Tuesday, January 29, 2008

Eight Years of Bliss

A re-post from my personal blog.

Tonight marks the anniversary of the first time I ever heard the band Fluid Ounces live. I had been seeing a band called the Features around Murfreesboro and Nashville for the four months before, and I had bought my first Fluid Ounces record, Big Notebook for Easy Piano, a couple of weeks before since the Features were opening for them on January 29, 2000. The record was okay on first listen, but seeing them live was what really made the difference for me. I had really fallen for the piano songs in my two favorite bands at the time, the Beatles and R.E.M., and there I was being smacked by a band that employed that as its sound the whole time.

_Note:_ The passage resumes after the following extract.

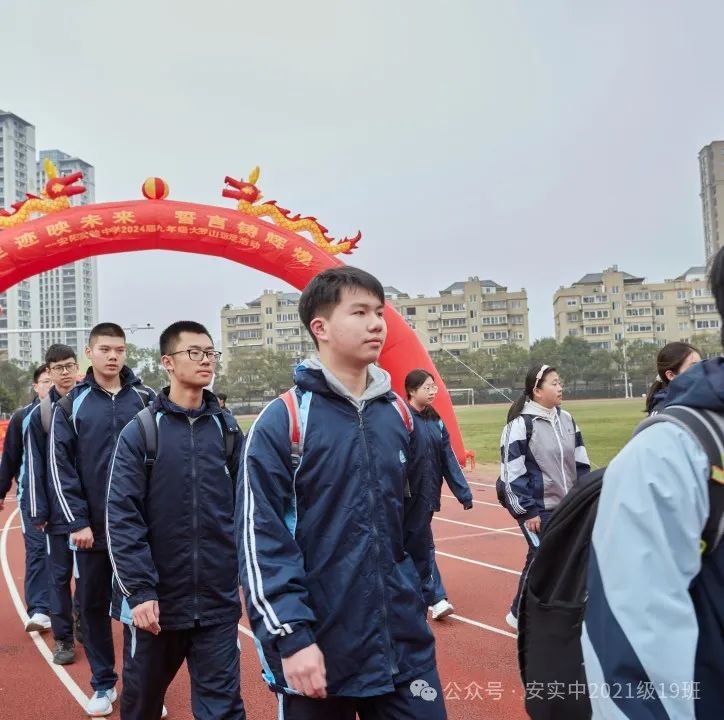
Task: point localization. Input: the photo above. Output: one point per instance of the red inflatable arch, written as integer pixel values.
(66, 234)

What I was not prepared for was the change that it would bring about for upon discovering the band. In college, I had largely tried to base my identity on being “the music guy:” you know, that guy who can always recommend the cool band that no one has ever heard of, collects vinyl, goes to hear live music all the time, puts down others’ music, etc. etc. etc. (see High Fidelity). Finding Fluid Ounces changed all that because I couldn’t be that music guy any more. You know why? I suddenly had no desire and no need to find any other music than what I had right there. To use the rock cliché, the songs were fun, the lyrics were good, and those guys could really play! But more than that: every song, in usually deceptive or metaphorical ways, felt like it was about me. Every single song resonated with me in such weird ways as I began to purchase their other records and hear the new ones as they were written and debuted on the live stage. I had always wanted to be a songwriter before that, but in addition to my utter failure at writing verse, I felt like this guy up there singing about a whole bunch of the stuff that I was going through, had gone through, or had felt for quite some time. He had effectively already used everything I would have had or wanted to write a song about (except for the opposite end of the rock spectrum on which the Minutement operate), all the while doing it better than I could. I suddenly didn’t care to find other bands since I found a band that sounded like they were writing every song about me personally, just down the street in Murfreesboro, instead of doing stadium tours around the country or living far off in Liverpool.

I ran from the show that night and purchased two more CD’s, the best of them all being In the New Old-Fashioned Way (until the recent release of Instant Nostalgia, which I consider to be a tie with it until further notice…). That one CD would stay in my player for months to come, as I was unable to listen to anything else for a very long time. I would see the band every time they would play, inviting all my friends and anyone who would come and hear them. Their interest waned though, and it took a while for me to come to terms with the fact that I was the only person reacting so personally to it all. I continued to see them and see them, listening to them far more than any other music. Their singer went through a divorce in 2004, a bit over a year before mine, and the songs that followed would serve as a great source of help as I went through the most difficult time in my life. He had already fallen in love again and was almost married again by the time I was actually divorced, and his subsequent songs were a great source of hope and inspiration for me that things would and could get better for me.

True, my musical tastes have evolved, and I’ve started listening to lots of new acts since that discovery, but Fluid Ounces has shifted to the center of it all. It doesn’t feel quite the same to listen to it now, since I don’t feel like I did when I was twenty-one anymore. But with all media, the more times you experience those things you love, the more that past experiences with them inform the present and call to mind previous experiences with them, as if a flood of nostalgia with each (in this case) song is recognizing and enjoying the sum of all the times I’ve listened to and enjoyed it, augmenting the experience for the better.

For posterity’s sake, that night’s setlist was as follows:
Life of the Party (intro)
Vegetable Kingdom
Melissa’s Birthday
Cops and Criminals
Encyclopedia Brown
Amount to Something
Get Yourself Gone
Eleven:Eleven
Sugar Mama
Out of Your Element
Record Stack

The Last Thing
Smitten
Poet Tree
She Blinded Me with Science
Have Fun (Seth solo encore)

I have just posted two songs from this show in the last week, and I’ll post another song and a live mp3 from that very show on Thursday.